Sink your teeth into new meat naming system

Detroit Free PressApril 24, 2013 

FOOD What’s in a name?

Plenty when it comes to pork chops, and it’s all about to change.

The National Pork Board and the National Cattlemen’s Beef Association recently announced new names for more than 350 cuts of beef and pork.

The move, which follows a collaborative two-year study on the issue, aims to reduce consumer confusion with labels that easily identify the cut of meat and the part of the animal from which it came.

Take pork butt, for example. The cut, which actually is from the shoulder, will be renamed Boston roast.

Consumers will see the changes on store shelves in the next couple months — in time for the summer grilling season.

“The new names will help change the way consumers and retailers talk about pork,” National Pork Board president Conley Nelson said at “But more important, the simpler names will help clear up confusion that consumers currently experience at the meat case, helping to move more pork in the long term.”

The names are said to be more universal and easier for consumers to choose. Also, the pork industry is renaming many pork cuts with beefy names.

A pork loin chop will be labeled as pork porterhouse chop, and pork rib chop center will become pork ribeye chop. The top loin chop will be called a New York chop.

In the beef case, consumers will see flat iron steak — a fabricated cut from the shoulder — instead of top blade steak.
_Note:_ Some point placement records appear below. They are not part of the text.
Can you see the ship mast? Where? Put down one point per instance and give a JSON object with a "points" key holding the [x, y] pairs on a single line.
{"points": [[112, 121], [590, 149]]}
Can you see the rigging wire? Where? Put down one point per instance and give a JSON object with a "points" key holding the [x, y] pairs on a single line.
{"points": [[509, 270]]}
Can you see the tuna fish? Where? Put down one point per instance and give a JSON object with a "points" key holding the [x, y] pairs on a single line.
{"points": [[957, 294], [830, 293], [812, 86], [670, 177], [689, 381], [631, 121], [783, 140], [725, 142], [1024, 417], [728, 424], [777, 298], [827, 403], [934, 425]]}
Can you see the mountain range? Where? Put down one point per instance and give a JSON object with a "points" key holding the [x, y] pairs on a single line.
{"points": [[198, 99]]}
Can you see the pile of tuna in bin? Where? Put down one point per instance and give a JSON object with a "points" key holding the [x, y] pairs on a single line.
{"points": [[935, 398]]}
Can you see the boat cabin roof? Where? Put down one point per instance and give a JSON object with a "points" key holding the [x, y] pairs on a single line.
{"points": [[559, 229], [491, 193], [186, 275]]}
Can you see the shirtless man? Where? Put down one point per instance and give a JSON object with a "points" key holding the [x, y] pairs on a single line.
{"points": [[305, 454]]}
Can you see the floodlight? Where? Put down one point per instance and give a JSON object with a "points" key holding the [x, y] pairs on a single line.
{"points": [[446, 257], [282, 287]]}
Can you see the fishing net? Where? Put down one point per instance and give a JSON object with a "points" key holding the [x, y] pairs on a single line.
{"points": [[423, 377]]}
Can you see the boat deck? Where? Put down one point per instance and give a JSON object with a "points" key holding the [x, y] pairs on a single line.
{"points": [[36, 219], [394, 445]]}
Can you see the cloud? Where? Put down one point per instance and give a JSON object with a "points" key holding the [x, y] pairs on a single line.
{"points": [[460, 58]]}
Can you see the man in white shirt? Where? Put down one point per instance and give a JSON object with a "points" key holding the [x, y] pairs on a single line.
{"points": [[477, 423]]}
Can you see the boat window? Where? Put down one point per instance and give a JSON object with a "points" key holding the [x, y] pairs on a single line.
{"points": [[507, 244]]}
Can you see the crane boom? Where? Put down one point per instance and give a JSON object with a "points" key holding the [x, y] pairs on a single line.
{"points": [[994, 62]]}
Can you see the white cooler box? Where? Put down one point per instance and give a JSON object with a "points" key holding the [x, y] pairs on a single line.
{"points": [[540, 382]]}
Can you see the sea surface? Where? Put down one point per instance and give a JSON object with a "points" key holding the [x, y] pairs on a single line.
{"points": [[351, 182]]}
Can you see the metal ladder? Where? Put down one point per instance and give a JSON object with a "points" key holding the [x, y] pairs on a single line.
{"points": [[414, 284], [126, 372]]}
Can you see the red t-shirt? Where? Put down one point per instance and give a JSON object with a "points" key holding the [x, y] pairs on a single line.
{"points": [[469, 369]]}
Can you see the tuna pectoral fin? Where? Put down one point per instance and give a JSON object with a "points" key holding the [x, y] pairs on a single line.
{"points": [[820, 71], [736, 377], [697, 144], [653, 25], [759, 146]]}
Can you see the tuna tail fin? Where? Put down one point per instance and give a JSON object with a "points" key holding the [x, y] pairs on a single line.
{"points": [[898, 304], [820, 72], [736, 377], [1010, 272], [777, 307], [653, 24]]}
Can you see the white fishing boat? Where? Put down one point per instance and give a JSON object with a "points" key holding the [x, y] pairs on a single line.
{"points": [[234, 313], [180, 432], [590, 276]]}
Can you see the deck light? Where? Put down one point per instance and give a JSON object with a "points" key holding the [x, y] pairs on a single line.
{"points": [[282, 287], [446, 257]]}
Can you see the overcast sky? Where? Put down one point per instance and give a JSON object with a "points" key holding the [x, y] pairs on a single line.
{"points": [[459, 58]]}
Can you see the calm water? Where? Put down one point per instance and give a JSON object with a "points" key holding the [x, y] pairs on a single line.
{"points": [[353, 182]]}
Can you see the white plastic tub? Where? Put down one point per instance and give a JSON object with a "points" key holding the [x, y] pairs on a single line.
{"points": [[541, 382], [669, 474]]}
And coulette replaces top sirloin beef, but ground beef will remain ground beef.

The two industries are updating, along with the seal of approval from the U.S. Department of Agriculture, the 40-year-old Uniform Retail Meat Identification Standards, which most retailers use.

“Sometimes they say change is good — we’ll have to wait and see,” said Frank Saverino, director of meat and seafood for Holiday Market in Royal Oak, Mich. “Not only does the public have to get used to these new names, but in the industry, it will be challenging.”

Pork and beef also will have new packaging that states the part of the animal from which a cut originated, along with cooking instructions.

In the last few years, the USDA lowered the safe cooking temperature to 145 degrees for whole cuts of meat.

Pork cooked to 145 degrees still might have a pinkish hue, but it’s safe to eat, according to the USDA.